Even so, matching the reach of the existing carriers would be no small undertaking. According to analysis from New Street Research cited by the Financial Times, the three big US operators collectively control around 1,020 MHz of wireless spectrum, compared with roughly 65 MHz held by SpaceX — a gap analysts say makes a full nationwide network extremely difficult to build in the near term, particularly since satellite signals struggle to penetrate buildings and remain slower than conventional cellular networks in dense urban areas.
That gap has fuelled scepticism among some industry watchers over how far SpaceX’s ambitions will actually go. Tim Farrar, president of the analysis firm TMF Associates, has argued that talk of SpaceX buying a mobile operator or constructing its own terrestrial network “seem like a paper tiger” that would do little to play to the company’s real strengths in satellite communications. He believes a more realistic near-term product is a small, portable Starlink device that pairs with existing smartphones over Bluetooth or Wi-Fi, rather than a wholesale replacement for traditional mobile service.
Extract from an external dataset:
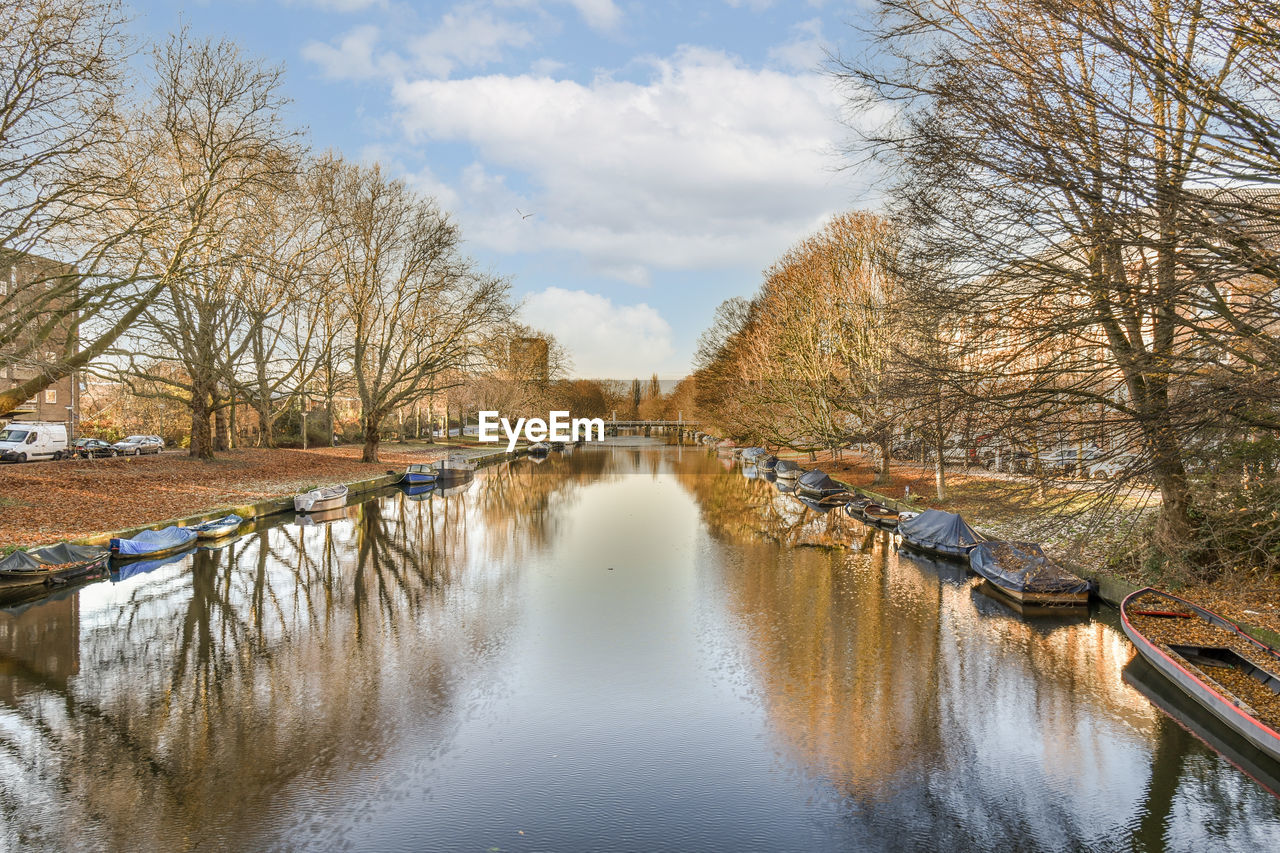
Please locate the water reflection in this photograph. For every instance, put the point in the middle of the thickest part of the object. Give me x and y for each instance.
(609, 649)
Others, including David Barden of New Street Research, have suggested the disclosure may simply be a negotiating tactic aimed at extracting better wholesale terms from carrier partners such as T-Mobile, whose exclusive arrangement for satellite texting is due to end in the coming weeks.
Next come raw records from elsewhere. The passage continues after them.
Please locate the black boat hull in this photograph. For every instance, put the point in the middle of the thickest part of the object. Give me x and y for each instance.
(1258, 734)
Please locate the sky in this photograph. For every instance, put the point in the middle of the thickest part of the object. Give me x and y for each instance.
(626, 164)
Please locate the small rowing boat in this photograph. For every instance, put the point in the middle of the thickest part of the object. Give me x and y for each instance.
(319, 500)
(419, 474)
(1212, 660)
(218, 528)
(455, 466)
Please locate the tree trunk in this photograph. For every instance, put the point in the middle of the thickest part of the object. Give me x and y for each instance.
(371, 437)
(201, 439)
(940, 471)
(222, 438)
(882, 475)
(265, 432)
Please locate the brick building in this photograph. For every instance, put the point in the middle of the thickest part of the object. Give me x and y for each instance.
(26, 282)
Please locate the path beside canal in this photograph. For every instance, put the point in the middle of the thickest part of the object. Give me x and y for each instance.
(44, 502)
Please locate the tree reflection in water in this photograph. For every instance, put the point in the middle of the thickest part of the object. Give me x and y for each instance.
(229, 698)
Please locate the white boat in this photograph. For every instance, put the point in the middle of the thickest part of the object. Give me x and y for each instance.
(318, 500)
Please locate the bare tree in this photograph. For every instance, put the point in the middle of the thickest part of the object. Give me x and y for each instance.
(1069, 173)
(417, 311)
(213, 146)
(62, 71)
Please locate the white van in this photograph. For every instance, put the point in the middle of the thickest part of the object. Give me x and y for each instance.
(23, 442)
The established carriers appear to be taking the threat seriously regardless. All three of AT&T, Verizon and T-Mobile declined wholesale network-sharing deals with SpaceX ahead of its IPO, before forming their own joint venture to share spectrum in underserved rural areas; Verizon and AT&T have separately struck their own partnerships with the rival satellite-to-phone provider AST SpaceMobile as a hedge against Starlink’s growth. Bloomberg has also reported that SpaceX has held executive-level talks with Charter Communications about a potential partnership that would let Starlink customers use Charter’s Wi-Fi hotspots and small-cell infrastructure in cities, relying on satellites in rural areas — though analysts note this would still fall short of a genuine nationwide cellular network. Separate speculation that Musk could attempt to buy T-Mobile outright persists in some quarters, though analysts say such a deal would face substantial financial and regulatory obstacles.
Shotwell herself has previously suggested the strategic logic goes beyond simply defending Starlink’s existing business, saying she expects the number of Starlink mobile users to eventually overtake its broadband subscriber base, since far more people own a mobile phone than a home internet connection. Some analysts have likened the approach to Elon Musk’s other ventures, drawing comparisons with Tesla’s practice of manufacturing components in-house rather than relying on outside suppliers.
SpaceX has not officially confirmed pricing, a timeline or firm commercial details for any retail mobile product, and has not responded publicly to requests for comment on the reports. With its next-generation satellites due to begin launching later this year carrying significantly greater network capacity, investors and rivals alike are watching closely for further signals of how far the company intends to take its ambitions in the wireless market.